Dr. Gnanasekaran is among the leading few to develop a geriatric ICU program, embedding geriatric specialists in a critical care unit. He introduced the concept in the MICU at Cleveland Clinic in September 2018.

Now one year later, he shares what’s working and what’s still to come.

Introducing a Comprehensive Model of Care for the ‘Oldest Old’

Dr. Gnanasekaran: Our program is a comanagement model. Geriatricians work alongside the patient’s critical care physician to improve outcomes in high-risk elderly patients. Furthermore, we follow along with patients on their transition from the MICU to a regular floor, providing an additional layer of care for a smoother, safer transition.

I spend much of my time in the MICU, and another geriatrician covers for me when I’m not there. A nurse practitioner is joining our geriatrics team and also will assist with coverage needs.

We also have started adding geriatric resource nurses (GRNs) to the MICU to do weekly rounds on high-risk geriatric patients. GRNs are clinical nurses who are experts in recognizing the special needs of older adults and educating other caregivers on best practices in geriatric nursing.

Once a month, we have interdisciplinary rounds to discuss our high-risk elderly patients. It’s a quality check for our team, GRNs and nurses. We review care, determine outcomes and discuss what we’d do differently in the future.

What insights do geriatric specialists contribute?

Dr. Gnanasekaran: We evaluate the complexity and vulnerability factors of our senior patients. Vulnerability factors — such as frailty, multimorbidity, sensory losses and cognitive losses — typically are not part of the equation in standard critical care. But we take them into account to better prognosticate outcomes, which can help ICU teams and families make informed treatment decisions.

We follow the Institute for Healthcare Improvement’s 4M Framework for Age-Friendly Health Systems:

  1. What matters most (patient goals and preferences).
  2. Medication.
  3. Mentation.
  4. Mobility.


We use a variety of tools to assess cognition (including delirium, cognitive deficits, depression and neurodegenerative conditions), polypharmacy issues, functionality and frailty.

We consider how a patient’s functionality might change after their care in the MICU. Will their cognition be affected?
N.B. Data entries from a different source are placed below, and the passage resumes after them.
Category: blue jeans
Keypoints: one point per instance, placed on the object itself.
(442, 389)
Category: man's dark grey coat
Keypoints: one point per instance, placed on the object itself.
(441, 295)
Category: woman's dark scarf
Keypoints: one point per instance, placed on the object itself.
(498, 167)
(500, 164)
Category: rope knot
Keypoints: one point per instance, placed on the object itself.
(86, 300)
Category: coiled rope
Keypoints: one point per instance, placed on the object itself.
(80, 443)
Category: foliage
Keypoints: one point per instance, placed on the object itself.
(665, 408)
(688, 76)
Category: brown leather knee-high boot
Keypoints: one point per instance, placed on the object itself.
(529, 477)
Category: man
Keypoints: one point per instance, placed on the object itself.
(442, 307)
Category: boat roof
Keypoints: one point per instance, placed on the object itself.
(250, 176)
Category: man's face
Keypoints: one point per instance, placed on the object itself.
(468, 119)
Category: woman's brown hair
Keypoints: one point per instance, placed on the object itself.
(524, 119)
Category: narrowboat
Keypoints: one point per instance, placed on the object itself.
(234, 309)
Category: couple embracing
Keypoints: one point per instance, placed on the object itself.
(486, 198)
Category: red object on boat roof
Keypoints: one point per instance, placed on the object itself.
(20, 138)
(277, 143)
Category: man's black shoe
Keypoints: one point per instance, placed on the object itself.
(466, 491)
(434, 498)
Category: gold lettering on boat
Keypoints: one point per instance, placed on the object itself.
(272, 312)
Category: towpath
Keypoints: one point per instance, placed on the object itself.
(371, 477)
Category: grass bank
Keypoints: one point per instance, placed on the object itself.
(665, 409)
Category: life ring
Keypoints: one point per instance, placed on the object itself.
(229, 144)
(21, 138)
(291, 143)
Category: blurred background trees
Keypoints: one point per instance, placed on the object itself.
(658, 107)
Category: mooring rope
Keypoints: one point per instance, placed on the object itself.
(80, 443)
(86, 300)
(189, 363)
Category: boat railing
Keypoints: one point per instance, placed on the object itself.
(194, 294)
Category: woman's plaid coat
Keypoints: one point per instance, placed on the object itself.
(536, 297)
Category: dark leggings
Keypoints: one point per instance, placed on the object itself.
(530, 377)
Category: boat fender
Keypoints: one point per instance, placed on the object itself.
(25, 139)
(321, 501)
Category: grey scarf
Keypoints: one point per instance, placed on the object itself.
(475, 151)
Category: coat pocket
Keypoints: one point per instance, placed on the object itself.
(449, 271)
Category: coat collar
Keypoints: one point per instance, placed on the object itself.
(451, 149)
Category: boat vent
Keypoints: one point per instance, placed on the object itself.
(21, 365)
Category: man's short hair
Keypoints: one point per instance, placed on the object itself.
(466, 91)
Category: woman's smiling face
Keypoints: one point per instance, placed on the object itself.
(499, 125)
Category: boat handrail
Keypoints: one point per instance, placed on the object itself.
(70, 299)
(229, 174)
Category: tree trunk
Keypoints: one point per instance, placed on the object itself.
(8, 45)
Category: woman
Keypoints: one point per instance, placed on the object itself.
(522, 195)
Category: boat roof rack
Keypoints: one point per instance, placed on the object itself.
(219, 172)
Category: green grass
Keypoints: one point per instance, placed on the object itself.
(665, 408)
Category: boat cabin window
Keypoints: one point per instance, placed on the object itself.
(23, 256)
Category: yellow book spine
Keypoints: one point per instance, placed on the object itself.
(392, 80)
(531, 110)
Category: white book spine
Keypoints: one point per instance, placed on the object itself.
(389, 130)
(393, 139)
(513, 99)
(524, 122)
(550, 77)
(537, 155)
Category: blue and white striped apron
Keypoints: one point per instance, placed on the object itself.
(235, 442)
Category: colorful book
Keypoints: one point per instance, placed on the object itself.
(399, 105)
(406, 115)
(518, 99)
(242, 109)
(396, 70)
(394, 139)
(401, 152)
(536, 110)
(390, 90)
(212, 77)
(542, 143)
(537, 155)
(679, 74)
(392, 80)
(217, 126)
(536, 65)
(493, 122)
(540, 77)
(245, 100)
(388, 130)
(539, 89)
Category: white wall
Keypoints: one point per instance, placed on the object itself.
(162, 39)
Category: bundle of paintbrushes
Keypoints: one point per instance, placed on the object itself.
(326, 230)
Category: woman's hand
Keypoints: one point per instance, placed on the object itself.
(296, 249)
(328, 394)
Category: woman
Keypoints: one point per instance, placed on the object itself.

What about their nutritional status? We discuss options and resources available to families in caring for their loved ones once discharged.

How might a geriatrician’s insights affect critical care?

Dr. Gnanasekaran: Considering the unique needs of older adults can help critical care physicians and family members make more informed treatment decisions.

For example, it’s common to intubate a critically ill patient who isn’t breathing well. But if that patient is 94-years-old and severely frail, his likelihood of success in weaning off the ventilator might be lower because of his poor functionality.

Our assessment tools help us better predict patients’ outcomes after treatment so we can begin to discuss next steps and discharge planning earlier. For example, a family has more time to select a skilled nursing facility when they know sooner that a patient will require rehabilitation before returning home.

What are your next steps in developing this program?

Dr. Gnanasekaran: In our first year, we observed more aging patients with cognitive impairment, frailty and polypharmacy burdens that may have impacted their MICU care. These preliminary findings were just observational.

Now beginning our second year, with IRB approval, we plan to measure outcomes quantitatively. We intend to study the data to see how we can improve critical care for geriatric patients. This would help identify value in strategically disseminating our care model systemwide.